Ini berisiko pada penurunan kemampuan berpikir kritis, daya ingat, serta efek brain rot karena otak jarang diasah.
“Jadi critical thinking dan aspek memorize menurun, makanya yang paling gawat terjadi efek brain rot terjadi karena malas mikir dan dikit-dikit jadi tanya ke AI,” kata Ridi.
Setiap generasi juga dinilai punya adaptasi yang berbeda dalam menghadapi teknologi, khususnya pada perkembangan AI.
Baca Juga: Generasi Muda Indonesia Bisa Pimpin Inovasi Robotika dan AI
“Generasi X dan baby boomers saat ini bukan ada di tahap produktif lagi, melainkan ada di tahap lebih banyak bersosialisasi dan berempati,” Ridi menjelaskan.
Sehingga, di generasi yang lebih tua, penggunaan AI hanya sebatas alat seperti halnya Microsoft Word atau Excel.
“Namun bagi generasi Z dan Milennial, hal ini sudah menjadi disruption yang mengubah kehidupan,” kata Ridi.
Perkembangan AI juga menyebabkan pergeseran perilaku antargenerasi. Saat ini, generasi muda seperti Gen Z tak lagi mengandalkan search engine untuk menemukan jawaban, namun lebih banyak beralih pada AI.

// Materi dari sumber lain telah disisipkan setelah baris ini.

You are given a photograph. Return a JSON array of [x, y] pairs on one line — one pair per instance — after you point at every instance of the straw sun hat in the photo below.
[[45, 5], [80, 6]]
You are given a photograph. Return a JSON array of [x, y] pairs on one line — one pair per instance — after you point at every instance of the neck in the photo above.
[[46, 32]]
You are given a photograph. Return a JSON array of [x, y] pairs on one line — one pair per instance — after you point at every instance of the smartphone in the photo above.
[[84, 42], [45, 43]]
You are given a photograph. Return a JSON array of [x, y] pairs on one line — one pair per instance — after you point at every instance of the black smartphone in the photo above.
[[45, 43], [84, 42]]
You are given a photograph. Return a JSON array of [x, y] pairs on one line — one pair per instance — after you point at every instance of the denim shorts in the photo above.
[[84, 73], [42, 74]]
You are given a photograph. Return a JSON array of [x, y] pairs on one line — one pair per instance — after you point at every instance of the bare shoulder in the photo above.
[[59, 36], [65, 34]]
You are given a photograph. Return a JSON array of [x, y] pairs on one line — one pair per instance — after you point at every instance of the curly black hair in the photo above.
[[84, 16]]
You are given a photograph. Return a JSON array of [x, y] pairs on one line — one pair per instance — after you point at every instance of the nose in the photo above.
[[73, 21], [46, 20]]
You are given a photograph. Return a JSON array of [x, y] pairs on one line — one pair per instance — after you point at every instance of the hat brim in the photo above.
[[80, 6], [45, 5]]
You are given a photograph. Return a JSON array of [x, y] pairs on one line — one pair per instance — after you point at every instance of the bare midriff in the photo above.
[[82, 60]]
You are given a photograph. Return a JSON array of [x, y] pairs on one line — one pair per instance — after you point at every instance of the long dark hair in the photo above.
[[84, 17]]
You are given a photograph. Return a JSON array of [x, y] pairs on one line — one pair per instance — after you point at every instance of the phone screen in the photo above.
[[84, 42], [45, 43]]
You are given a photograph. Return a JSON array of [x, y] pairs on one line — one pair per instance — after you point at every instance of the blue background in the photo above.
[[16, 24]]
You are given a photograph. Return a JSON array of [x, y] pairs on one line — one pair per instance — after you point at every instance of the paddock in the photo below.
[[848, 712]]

Ini tak cuma pergeseran teknologi, tapi juga pergeseran budaya yang mengubah cara generasi muda menjalankan aktivitasnya.
Ridi pun menegaskan, generasi muda harus bijak dalam menggunakan akal imitasi, sehingga tidak sepenuhnya dikendalikan oleh teknologi.

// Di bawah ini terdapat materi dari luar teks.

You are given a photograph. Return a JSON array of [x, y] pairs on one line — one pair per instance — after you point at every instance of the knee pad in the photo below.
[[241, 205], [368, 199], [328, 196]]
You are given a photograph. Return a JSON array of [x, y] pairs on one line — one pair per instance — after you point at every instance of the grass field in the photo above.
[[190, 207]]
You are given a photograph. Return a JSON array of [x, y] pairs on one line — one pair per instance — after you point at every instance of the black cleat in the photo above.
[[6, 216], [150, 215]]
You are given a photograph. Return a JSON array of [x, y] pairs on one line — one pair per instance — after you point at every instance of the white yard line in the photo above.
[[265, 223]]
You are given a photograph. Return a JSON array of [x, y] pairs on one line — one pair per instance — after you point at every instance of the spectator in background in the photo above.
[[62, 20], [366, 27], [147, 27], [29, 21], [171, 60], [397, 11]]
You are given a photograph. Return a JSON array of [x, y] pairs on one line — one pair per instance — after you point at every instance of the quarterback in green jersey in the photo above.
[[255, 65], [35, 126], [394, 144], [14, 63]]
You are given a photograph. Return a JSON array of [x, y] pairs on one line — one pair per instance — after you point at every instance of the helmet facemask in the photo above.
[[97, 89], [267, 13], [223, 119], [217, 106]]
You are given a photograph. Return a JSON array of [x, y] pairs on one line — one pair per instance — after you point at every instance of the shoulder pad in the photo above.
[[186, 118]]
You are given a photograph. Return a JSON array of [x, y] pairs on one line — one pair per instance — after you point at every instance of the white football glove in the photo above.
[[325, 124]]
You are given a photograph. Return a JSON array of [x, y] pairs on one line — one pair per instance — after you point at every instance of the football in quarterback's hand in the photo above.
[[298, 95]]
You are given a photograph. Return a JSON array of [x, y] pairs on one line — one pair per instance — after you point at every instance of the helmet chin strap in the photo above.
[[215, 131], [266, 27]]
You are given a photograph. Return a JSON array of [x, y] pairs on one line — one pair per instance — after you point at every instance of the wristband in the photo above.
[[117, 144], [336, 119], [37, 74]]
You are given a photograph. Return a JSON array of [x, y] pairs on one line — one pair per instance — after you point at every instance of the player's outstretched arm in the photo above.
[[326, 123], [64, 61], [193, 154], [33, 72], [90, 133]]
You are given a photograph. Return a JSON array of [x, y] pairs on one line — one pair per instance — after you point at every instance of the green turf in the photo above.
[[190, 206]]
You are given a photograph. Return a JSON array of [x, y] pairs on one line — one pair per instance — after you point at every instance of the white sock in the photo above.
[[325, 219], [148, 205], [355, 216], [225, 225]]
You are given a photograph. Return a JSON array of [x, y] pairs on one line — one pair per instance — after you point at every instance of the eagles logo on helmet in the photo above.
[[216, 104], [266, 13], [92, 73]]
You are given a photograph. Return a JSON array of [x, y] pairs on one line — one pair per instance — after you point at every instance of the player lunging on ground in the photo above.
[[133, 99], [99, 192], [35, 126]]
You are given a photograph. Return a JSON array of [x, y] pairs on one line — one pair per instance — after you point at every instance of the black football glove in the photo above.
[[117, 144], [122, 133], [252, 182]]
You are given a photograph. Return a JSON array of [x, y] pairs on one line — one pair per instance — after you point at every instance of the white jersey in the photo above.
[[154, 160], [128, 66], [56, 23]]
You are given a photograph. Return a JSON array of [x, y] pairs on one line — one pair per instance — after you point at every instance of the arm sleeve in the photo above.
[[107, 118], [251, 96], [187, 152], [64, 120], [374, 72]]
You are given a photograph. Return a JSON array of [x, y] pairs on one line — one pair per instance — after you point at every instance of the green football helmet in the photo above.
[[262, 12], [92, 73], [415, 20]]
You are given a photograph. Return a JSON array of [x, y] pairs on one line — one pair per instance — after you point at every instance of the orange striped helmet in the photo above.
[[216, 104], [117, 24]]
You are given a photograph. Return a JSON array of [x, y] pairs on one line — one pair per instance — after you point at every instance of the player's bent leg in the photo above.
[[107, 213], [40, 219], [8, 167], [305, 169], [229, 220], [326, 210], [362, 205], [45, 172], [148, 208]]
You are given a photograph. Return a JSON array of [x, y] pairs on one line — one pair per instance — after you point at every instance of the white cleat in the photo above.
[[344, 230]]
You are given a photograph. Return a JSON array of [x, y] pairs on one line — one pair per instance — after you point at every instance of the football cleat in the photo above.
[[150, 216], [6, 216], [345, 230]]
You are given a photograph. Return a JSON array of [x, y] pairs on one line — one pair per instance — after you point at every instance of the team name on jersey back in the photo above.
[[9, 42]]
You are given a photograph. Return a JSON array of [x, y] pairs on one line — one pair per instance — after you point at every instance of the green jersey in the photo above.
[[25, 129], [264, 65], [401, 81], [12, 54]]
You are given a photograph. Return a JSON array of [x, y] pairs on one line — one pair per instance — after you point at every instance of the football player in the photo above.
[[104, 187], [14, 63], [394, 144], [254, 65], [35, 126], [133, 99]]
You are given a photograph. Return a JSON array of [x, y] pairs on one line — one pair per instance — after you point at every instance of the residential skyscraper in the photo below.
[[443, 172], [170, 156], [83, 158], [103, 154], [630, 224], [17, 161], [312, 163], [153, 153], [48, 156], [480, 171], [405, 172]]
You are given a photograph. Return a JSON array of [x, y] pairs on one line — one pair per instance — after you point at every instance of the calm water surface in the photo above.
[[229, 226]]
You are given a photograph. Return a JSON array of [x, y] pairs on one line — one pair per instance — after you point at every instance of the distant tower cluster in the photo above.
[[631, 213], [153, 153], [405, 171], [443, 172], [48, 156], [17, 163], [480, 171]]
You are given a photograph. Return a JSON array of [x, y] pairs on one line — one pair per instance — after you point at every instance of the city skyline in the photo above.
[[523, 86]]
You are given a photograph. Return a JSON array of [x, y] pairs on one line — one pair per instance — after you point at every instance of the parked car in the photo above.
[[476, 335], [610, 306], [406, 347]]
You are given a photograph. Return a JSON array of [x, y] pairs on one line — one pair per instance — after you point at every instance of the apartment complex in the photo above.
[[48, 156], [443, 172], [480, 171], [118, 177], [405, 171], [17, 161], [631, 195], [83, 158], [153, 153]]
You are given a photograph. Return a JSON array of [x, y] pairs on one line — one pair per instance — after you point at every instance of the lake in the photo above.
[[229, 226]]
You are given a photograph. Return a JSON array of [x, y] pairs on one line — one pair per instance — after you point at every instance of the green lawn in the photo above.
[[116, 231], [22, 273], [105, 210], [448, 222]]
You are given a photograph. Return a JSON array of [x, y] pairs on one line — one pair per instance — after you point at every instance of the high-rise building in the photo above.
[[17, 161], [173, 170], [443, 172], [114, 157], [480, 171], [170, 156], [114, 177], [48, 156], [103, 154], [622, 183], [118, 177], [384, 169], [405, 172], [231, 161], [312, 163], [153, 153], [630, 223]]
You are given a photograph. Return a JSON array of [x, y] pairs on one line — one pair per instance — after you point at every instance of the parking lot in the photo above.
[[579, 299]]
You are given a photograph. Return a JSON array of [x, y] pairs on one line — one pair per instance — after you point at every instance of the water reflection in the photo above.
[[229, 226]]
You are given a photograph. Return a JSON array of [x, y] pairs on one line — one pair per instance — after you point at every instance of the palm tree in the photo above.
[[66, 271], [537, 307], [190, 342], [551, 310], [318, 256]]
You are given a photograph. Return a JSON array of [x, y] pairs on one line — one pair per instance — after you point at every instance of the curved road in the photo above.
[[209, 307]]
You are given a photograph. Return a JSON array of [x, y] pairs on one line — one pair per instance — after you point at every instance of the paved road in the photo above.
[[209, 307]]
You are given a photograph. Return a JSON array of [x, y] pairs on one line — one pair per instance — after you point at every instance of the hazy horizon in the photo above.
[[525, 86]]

Baca Juga: Workslop, Kala Hasil Kerja AI Malah Bikin Tambah Kerjaan
Dia pun memperkenalkan konsep ERA (Esensial, Rating, dan Applicable), sebagai tiga prinsip penting sebagai pedoman etika dan literasi digital generasi muda.
Esensial berarti menekankan dalam mencari pengetahuan dasar harus tetap menggunakan buku sebagai sumber acuan ilmiah, bukan langsung menggunakan AI.
Sementara Rating yaitu perlunya berpikir secara kritis dalam mempertimbangkan keputusan, baru memanfaatkan AI untuk bertanya tentang opini dari keputusan tersebut.
Hal ini diperlukan demi menjaga kemampuan analisis dan memilah keputusan dari diri sendiri.
Lalu Applicable berarti memanfaatkan AI sebagai alat bantu dalam memperbaiki dan menyelesaikan tugas, namun dengan catatan bahwa tahapan Esensial dan Rating sudah dipahami dengan baik.
Dengan memanfaatkan pendekatan ini, Ridi berharap AI bisa digunakan secara bijak, sehingga generasi muda dapat tetap menjaga kemampuan berpikir kritis di era gempuran teknologi digital saat ini.
“Dari situ kita menjadikan generative AI sebatas partner kita, bukan menggantikan peran kita untuk menyelesaikan permasalahan secara penuh,” pungkasnya.